Un travail de tri doit être effectué afin d'identifier les nouvelles informations et ce que la commission a déjà en sa possession, a indiqué Me Tremblay.
Me Tremblay a souligné la «bonne collaboration» de la SAAQ pour identifier les éléments nouveaux.
Le commissaire Denis Gallant a donné son accord à la suspension, mais il a dit commencer «à être très inquiet des délais».
La Commission d'enquête sur la modernisation technologique de la SAAQ a déjà obtenu une prolongation du gouvernement Legault. Le commissaire devait au départ remettre son rapport au plus tard le 30 septembre. Cette date a été repoussée au 15 décembre.
Les témoins clés que doit entendre prochainement la commission sont l'ancienne PDG, Nathalie Tremblay, ainsi que l'ex-vice-président aux technologies de la société d'État, Karl Malenfant.
Publié en février dernier, un rapport du Vérificateur général du Québec (VGQ) a fait état de dépassements de coûts pour le déploiement des nouveaux systèmes informatiques de la SAAQ, dont la plateforme transactionnelle SAAQclic.
D'ici 2027, le virage numérique de l'organisation pourrait coûter au minimum 1,1 milliard $, soit une hausse de près de 500 millions $ par rapport au budget initial, selon le VGQ. La transition avait provoqué en 2023 de longues files d'attente devant les succursales.
Cette estimation comprend les phases de développement et d'exploitation des différentes étapes déjà mises en œuvre et celles à venir. Les deux prochaines phases de livraison sont sur la glace actuellement, les échéances étant pour le moment inconnues.
Un «malaise» face à un extra
Plus tôt mardi, une ancienne vice-présidente aux finances de la SAAQ a complété son témoignage. Francine Lépinay a dit avoir eu un «malaise personnel» face au montant d'un extra qui permettait d'éviter de le rendre public.
Alors qu'elle fait face à un manque à gagner de 222 millions $ pour compléter la plateforme SAAQclic, la société d'État décide d'opter en 2022 pour un premier avenant, soit un ajout au contrat avec le consortium formé de LGS et SAP.
La somme de 45,7 millions $ a été décidée entre le PDG de l'époque, Denis Marsolais, M. Malenfant et Mme Lépinay. Le montant équivaut à 9,97 % du contrat initial, soit 0,03 % sous le seuil exigeant une publication dans le système électronique d’appel d’offres du gouvernement (SEAO).
Mme Lépinay a affirmé avoir eu un inconfort au moment des discussions avec ses collègues.

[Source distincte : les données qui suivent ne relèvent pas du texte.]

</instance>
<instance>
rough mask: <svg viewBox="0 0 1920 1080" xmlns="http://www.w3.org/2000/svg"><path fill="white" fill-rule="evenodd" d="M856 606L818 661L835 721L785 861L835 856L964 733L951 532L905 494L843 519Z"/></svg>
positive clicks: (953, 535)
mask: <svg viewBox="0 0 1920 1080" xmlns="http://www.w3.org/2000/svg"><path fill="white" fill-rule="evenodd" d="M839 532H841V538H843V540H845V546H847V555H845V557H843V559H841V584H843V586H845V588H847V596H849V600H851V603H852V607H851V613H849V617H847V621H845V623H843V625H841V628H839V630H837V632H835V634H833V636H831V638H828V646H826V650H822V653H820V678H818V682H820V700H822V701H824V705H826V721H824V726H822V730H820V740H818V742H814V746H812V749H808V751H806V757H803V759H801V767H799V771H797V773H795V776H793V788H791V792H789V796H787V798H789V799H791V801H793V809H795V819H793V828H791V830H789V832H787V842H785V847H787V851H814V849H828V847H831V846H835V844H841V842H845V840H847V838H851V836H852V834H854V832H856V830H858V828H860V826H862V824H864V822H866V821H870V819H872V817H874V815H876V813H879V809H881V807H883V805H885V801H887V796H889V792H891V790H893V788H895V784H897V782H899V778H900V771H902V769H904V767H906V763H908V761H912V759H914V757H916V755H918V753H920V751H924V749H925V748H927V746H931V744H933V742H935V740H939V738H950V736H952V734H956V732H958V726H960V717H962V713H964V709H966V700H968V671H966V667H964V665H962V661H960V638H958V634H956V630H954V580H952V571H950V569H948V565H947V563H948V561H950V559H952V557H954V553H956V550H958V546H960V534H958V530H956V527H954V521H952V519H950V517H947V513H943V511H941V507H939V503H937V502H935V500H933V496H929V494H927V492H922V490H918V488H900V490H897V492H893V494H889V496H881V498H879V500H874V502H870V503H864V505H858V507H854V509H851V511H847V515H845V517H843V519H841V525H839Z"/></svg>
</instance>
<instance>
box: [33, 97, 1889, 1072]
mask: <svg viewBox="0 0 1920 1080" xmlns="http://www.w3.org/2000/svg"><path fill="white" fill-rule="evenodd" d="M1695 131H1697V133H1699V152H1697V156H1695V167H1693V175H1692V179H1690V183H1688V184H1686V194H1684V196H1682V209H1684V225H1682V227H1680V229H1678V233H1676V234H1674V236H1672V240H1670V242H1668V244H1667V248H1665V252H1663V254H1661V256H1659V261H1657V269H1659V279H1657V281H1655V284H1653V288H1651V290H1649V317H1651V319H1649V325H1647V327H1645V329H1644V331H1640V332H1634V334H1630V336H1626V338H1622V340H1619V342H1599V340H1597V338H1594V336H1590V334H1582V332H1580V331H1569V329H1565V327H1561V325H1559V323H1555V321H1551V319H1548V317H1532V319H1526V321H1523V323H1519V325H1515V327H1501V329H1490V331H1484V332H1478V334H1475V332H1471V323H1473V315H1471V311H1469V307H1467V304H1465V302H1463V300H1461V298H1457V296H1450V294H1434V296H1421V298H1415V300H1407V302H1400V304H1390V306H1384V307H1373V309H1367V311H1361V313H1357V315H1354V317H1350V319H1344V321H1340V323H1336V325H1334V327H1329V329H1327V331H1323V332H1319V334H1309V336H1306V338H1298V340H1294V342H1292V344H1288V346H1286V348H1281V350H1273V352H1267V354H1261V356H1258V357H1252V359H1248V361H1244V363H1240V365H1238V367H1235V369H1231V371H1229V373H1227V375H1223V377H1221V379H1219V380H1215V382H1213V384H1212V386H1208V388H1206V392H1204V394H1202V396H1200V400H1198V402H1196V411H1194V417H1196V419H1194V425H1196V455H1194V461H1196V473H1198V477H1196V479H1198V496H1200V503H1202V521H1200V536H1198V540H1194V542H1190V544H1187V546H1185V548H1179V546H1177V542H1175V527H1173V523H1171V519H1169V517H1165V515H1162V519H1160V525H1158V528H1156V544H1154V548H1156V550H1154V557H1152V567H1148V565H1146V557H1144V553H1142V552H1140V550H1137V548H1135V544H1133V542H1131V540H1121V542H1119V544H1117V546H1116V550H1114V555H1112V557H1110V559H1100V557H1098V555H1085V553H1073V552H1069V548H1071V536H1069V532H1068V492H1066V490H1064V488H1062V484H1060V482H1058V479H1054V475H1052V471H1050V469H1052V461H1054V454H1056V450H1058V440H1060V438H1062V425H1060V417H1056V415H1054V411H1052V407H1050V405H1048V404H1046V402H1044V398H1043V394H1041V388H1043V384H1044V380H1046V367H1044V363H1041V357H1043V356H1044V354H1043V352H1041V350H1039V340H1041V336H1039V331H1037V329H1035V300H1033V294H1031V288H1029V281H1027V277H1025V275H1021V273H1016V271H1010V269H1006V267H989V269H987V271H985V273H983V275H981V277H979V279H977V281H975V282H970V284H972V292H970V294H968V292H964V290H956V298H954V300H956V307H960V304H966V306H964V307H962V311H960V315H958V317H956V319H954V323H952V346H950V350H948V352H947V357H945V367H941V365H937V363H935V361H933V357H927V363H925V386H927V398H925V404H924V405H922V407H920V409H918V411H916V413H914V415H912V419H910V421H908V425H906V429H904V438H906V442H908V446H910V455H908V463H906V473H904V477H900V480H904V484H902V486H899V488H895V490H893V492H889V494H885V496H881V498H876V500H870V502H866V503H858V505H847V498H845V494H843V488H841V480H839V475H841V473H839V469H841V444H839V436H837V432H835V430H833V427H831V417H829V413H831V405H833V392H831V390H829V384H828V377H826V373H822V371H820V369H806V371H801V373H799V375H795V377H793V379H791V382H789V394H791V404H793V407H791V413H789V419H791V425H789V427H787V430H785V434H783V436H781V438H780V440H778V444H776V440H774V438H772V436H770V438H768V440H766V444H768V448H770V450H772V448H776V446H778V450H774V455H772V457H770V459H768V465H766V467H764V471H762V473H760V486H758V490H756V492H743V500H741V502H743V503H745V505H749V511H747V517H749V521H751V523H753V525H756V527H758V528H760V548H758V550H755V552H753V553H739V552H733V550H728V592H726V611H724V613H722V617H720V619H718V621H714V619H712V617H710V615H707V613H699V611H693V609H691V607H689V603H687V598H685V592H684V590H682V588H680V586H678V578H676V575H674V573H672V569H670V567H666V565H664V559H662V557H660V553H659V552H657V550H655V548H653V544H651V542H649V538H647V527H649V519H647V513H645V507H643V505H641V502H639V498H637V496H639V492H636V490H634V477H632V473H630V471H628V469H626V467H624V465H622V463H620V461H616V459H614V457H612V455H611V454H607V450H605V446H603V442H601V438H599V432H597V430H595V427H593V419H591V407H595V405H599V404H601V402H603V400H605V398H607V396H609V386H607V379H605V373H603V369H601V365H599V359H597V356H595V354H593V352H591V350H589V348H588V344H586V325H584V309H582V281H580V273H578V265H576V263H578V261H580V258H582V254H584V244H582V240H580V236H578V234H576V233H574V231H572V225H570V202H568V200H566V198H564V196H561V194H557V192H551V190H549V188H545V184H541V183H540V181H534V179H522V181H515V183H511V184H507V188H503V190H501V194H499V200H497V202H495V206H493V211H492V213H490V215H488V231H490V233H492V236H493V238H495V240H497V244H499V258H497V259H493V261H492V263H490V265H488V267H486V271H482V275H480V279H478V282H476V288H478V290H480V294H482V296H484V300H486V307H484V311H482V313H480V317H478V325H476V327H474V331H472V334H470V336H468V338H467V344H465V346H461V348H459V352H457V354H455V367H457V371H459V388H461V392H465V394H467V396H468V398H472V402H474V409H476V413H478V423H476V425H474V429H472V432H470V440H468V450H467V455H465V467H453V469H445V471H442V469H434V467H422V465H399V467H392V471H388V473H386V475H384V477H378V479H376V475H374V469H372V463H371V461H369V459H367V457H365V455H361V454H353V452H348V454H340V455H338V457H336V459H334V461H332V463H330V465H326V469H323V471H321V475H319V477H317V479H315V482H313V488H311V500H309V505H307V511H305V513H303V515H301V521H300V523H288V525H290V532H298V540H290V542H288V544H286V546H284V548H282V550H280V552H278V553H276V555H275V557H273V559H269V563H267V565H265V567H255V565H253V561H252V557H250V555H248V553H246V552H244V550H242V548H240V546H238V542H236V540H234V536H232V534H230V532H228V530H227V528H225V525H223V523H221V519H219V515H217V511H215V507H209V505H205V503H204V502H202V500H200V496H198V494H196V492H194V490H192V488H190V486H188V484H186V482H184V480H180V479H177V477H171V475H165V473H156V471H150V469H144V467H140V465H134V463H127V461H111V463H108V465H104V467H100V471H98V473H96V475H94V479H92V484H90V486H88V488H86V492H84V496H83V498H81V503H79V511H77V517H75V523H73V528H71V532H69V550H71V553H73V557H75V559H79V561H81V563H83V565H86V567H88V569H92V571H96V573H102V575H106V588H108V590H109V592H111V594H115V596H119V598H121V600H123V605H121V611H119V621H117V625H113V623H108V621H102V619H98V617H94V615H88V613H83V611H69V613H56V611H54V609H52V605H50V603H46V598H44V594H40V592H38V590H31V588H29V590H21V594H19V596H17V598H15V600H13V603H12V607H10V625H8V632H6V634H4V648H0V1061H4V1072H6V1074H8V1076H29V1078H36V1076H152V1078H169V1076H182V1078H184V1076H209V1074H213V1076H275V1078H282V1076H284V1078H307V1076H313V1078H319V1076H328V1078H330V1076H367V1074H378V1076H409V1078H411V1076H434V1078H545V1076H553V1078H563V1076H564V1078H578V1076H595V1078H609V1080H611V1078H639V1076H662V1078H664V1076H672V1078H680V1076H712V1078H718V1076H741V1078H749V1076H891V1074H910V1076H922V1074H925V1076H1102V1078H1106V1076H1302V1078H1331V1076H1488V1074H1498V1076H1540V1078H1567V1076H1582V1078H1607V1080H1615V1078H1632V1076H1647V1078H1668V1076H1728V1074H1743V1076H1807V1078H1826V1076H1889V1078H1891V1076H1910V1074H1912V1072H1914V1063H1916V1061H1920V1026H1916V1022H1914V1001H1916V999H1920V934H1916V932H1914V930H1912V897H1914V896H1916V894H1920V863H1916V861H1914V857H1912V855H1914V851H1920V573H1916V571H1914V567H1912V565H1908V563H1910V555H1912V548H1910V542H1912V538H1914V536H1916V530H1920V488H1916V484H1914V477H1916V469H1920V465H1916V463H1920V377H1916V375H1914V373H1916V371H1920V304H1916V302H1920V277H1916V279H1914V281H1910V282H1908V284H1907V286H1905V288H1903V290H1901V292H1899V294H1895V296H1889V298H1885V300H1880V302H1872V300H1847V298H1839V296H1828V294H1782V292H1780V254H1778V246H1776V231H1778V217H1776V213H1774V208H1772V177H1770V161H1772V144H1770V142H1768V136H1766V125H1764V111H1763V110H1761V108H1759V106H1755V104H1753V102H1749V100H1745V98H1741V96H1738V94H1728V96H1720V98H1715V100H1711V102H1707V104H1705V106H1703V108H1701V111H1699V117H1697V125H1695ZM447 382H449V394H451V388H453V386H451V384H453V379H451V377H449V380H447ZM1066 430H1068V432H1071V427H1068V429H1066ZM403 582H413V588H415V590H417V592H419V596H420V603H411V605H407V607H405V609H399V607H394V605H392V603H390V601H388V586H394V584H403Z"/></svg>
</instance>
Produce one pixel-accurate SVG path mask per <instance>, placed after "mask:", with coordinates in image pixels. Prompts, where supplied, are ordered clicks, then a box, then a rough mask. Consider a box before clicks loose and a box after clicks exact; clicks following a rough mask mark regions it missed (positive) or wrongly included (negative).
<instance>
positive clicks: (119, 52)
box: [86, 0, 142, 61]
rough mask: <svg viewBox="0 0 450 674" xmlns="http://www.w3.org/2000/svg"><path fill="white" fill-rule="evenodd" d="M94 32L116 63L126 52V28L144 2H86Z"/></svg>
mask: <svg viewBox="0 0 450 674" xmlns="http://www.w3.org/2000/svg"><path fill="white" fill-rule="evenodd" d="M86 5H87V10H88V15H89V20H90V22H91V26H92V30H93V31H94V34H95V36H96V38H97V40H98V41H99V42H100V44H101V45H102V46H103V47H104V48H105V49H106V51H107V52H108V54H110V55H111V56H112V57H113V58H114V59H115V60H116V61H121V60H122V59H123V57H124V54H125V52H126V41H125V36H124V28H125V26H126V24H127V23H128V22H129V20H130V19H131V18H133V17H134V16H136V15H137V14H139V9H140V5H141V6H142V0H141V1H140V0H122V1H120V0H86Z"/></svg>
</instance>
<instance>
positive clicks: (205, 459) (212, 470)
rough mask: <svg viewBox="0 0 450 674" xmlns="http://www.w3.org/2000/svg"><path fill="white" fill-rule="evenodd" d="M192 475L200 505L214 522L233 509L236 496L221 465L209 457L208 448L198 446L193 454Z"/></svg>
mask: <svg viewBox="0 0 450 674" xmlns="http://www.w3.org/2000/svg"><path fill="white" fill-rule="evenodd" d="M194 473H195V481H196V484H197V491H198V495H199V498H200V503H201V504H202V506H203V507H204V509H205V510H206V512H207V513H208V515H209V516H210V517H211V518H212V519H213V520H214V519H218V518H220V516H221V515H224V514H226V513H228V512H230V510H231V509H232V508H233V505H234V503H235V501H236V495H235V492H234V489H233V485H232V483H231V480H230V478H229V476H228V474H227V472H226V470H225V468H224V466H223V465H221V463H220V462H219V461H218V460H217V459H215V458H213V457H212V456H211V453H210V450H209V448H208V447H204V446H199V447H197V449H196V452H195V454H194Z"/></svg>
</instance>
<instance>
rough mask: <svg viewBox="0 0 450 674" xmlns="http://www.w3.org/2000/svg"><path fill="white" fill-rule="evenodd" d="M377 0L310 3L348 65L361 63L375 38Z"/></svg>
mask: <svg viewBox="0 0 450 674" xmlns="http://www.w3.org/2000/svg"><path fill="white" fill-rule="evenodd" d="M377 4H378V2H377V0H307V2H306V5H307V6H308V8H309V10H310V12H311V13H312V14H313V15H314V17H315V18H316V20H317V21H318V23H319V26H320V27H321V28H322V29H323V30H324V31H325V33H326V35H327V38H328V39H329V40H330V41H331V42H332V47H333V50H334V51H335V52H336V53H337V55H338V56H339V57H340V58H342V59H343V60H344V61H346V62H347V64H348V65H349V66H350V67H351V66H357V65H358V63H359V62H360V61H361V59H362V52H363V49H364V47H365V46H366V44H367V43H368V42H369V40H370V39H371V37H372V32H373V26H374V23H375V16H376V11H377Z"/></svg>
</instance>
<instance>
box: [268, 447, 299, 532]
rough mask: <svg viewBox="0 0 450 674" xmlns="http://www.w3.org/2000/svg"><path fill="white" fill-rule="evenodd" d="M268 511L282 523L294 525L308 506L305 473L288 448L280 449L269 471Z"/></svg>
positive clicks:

«Le montant qui a été monté à mon niveau pour autorisation était plus élevé que 45 millions $, mais c'était en dessous du 10 %. J'avais un malaise parce que ça prenait quelques décimales après le point pour voir qu'on était en bas de 10 %. Et c'était un malaise personnel que j'avais. Je l'ai mentionné», a-t-elle relaté.
La direction avait choisi cette voie, malgré la recommandation interne de signer un seul extra de 222 millions $ plutôt que de morceler le montant.
Selon une analyse préparée par la gestion contractuelle, les TI et les affaires juridiques de la SAAQ, le fractionnement comportait des inconvénients et des risques financiers et juridiques.
Tandis que l'ajout d'un seul avenant de 222 millions $ au contrat comportait principalement des avantages.
«Je ne pense pas qu'il y a eu de youpi! dans nos discours cette journée-là», s'est souvenu mardi le directeur de la gestion contractuelle de la SAAQ, Marc-André Toupin, quand lui et sa supérieure apprennent que la direction fait fi de la recommandation.
«Ma réaction a été la même que n'importe quel autre dossier. C'est un avenant comme un autre au final», a-t-il ajouté devant la commission.
Il a déjà vu d'autres avenants près du seuil de 10 %. L'important est d'avoir la justification derrière. Sauf que, dans le cas du 45,7 millions $, la documentation n'est jamais venue, malgré ses demandes, a indiqué M. Toupin.
Mme Lépinay ne se souvient pas ce qui justifiait le montant, mais, pour elle, le seuil de 10 % n'était pas un facteur.
Jusqu'à présent, trois avenants ont été conclus dans le cadre du projet informatique CASA/SAAQclic totalisant 153,7 millions $, sans compter les contrats conclus lors d'appels d'offres distincts.